One Planned Parenthood official in New York state touted that the organization’s new tele-abortion service is so much in demand that one mother began her drug-induced abortion “at home with her children running around behind her.”

Dr. Meera Shah, chief medical officer of Planned Parenthood Hudson Peconic, told the Associated Press (AP), “We provided a medication abortion to an EMT while she was sitting in her ambulance. We provided abortion care to a mother who was at home with her children running around behind her.”

Former abortionist Dr.

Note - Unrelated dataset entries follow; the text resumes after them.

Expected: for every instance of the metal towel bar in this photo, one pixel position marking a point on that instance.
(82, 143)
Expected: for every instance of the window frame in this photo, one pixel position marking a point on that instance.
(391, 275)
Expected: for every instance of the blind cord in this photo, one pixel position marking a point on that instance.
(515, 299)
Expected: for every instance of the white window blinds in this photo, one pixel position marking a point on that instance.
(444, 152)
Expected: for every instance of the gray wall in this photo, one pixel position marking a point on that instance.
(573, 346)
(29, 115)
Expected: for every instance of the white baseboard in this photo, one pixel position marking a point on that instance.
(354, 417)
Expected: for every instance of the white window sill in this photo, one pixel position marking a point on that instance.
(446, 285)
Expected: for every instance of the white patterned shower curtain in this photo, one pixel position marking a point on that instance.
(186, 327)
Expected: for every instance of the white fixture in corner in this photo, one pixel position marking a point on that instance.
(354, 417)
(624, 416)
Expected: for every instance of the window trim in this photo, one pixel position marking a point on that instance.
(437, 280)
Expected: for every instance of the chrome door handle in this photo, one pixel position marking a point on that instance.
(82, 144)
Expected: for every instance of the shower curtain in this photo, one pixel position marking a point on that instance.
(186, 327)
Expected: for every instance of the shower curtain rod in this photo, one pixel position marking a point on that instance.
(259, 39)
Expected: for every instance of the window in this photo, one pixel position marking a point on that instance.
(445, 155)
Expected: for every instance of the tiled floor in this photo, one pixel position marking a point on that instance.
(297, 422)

Anthony Levatino explained in his videos about various abortion procedures that mifepristone blocks the action of progesterone, which the mother’s body produces to nourish the pregnancy. When progesterone is blocked, the lining of the mother’s uterus deteriorates, and blood and nourishment are cut off to the developing baby, who then dies inside the mother’s womb.

The drug misoprostol (also called Cytotec) then causes contractions and bleeding to expel the baby from the mother’s uterus.

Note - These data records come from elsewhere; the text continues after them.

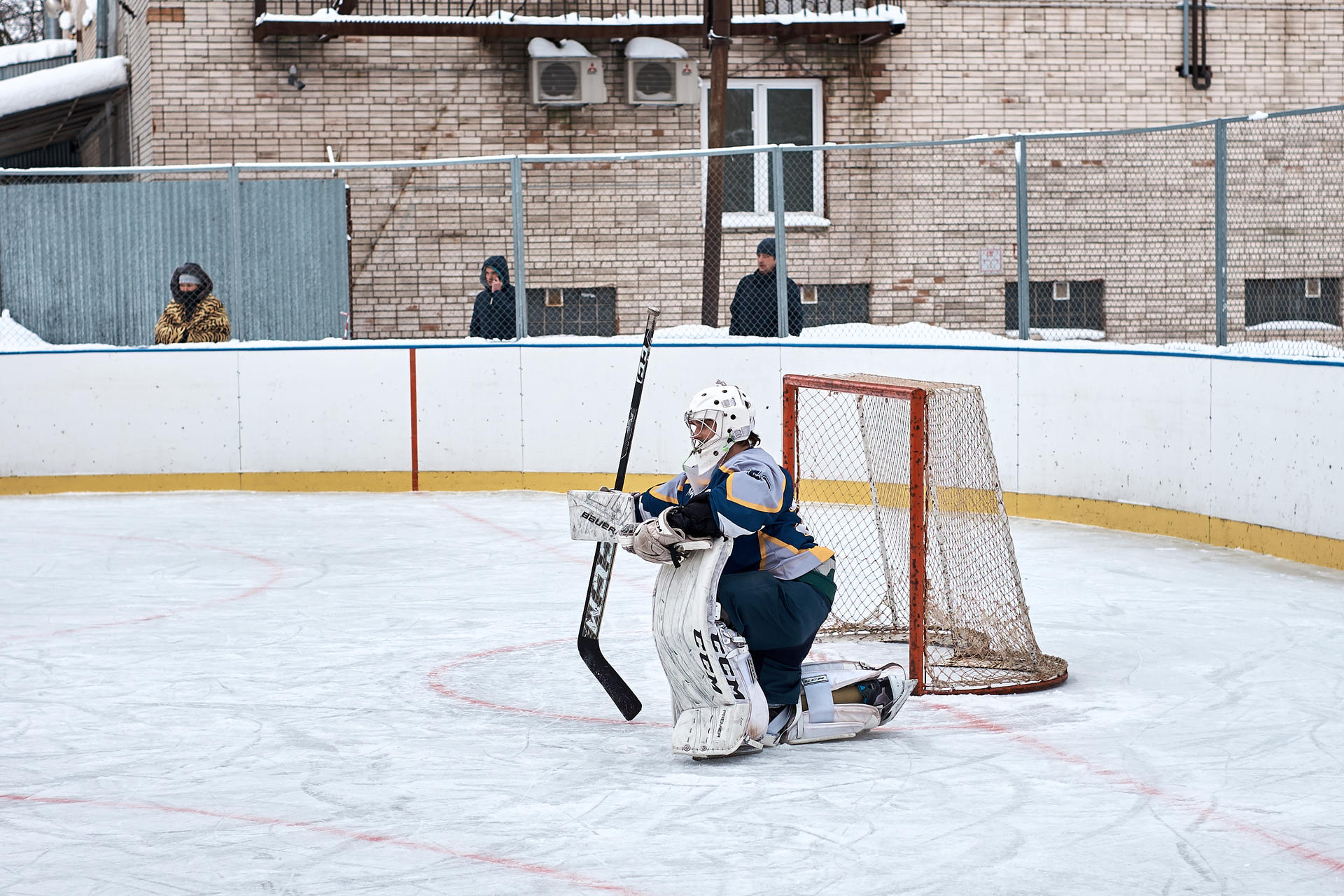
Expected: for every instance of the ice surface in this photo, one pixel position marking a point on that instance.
(379, 694)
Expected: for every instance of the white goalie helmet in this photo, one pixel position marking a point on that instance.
(727, 412)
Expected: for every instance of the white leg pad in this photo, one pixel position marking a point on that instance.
(717, 701)
(828, 720)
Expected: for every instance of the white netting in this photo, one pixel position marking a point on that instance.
(853, 468)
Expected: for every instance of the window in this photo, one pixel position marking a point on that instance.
(835, 304)
(1059, 309)
(577, 312)
(780, 111)
(1310, 302)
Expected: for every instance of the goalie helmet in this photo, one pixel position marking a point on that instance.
(727, 412)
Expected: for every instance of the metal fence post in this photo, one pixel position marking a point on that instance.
(235, 235)
(1221, 230)
(519, 258)
(781, 265)
(1023, 267)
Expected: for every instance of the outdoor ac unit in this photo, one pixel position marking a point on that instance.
(565, 76)
(662, 83)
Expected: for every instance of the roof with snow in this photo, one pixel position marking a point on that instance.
(34, 51)
(54, 105)
(675, 19)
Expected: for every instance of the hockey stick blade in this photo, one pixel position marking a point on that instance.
(609, 679)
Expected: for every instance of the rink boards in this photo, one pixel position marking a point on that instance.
(1226, 450)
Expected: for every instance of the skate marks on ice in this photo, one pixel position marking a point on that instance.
(292, 742)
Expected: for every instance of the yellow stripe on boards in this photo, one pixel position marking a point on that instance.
(1110, 514)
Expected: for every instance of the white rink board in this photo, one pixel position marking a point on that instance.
(1242, 440)
(172, 412)
(321, 410)
(1278, 448)
(1116, 426)
(470, 410)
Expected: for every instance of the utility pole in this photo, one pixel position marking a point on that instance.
(718, 24)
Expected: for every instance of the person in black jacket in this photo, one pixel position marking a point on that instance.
(495, 312)
(756, 307)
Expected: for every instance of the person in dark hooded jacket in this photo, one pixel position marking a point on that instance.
(495, 315)
(756, 308)
(194, 315)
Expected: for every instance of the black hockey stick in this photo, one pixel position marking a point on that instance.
(600, 580)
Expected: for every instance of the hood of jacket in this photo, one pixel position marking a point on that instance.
(500, 267)
(207, 286)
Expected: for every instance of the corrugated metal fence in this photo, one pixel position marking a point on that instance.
(89, 262)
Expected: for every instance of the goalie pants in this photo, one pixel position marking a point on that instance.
(778, 618)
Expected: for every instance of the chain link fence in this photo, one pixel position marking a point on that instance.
(1226, 232)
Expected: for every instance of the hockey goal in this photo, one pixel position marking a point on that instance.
(898, 477)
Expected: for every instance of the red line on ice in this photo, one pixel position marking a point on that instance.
(512, 864)
(276, 573)
(1129, 783)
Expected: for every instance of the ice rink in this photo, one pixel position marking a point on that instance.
(379, 694)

Family Research Council President Tony Perkins wrote that, as a result of Planned Parenthood’s tele-abortion service, more women will have at-home “chemically-induced procedures that carry significant risks”:

They tell women that it’ll be simple, natural, safe, and private process. They’ll recover in a day, maybe two. What they don’t tell them is that they might deliver a tiny, perfectly-formed child. Or that they’ll experience labor pains, heavy bleeding, vomiting, or lose consciousness. They don’t talk about the depression, anger, anxiety, panic attacks, and substance abuse that follow. Or the weeks to months of recovery time, usually managed alone.

“This is Planned Parenthood’s ‘silver lining,’” Perkins said. “Babies who don’t have a chance at life, women who are haunted and harmed.”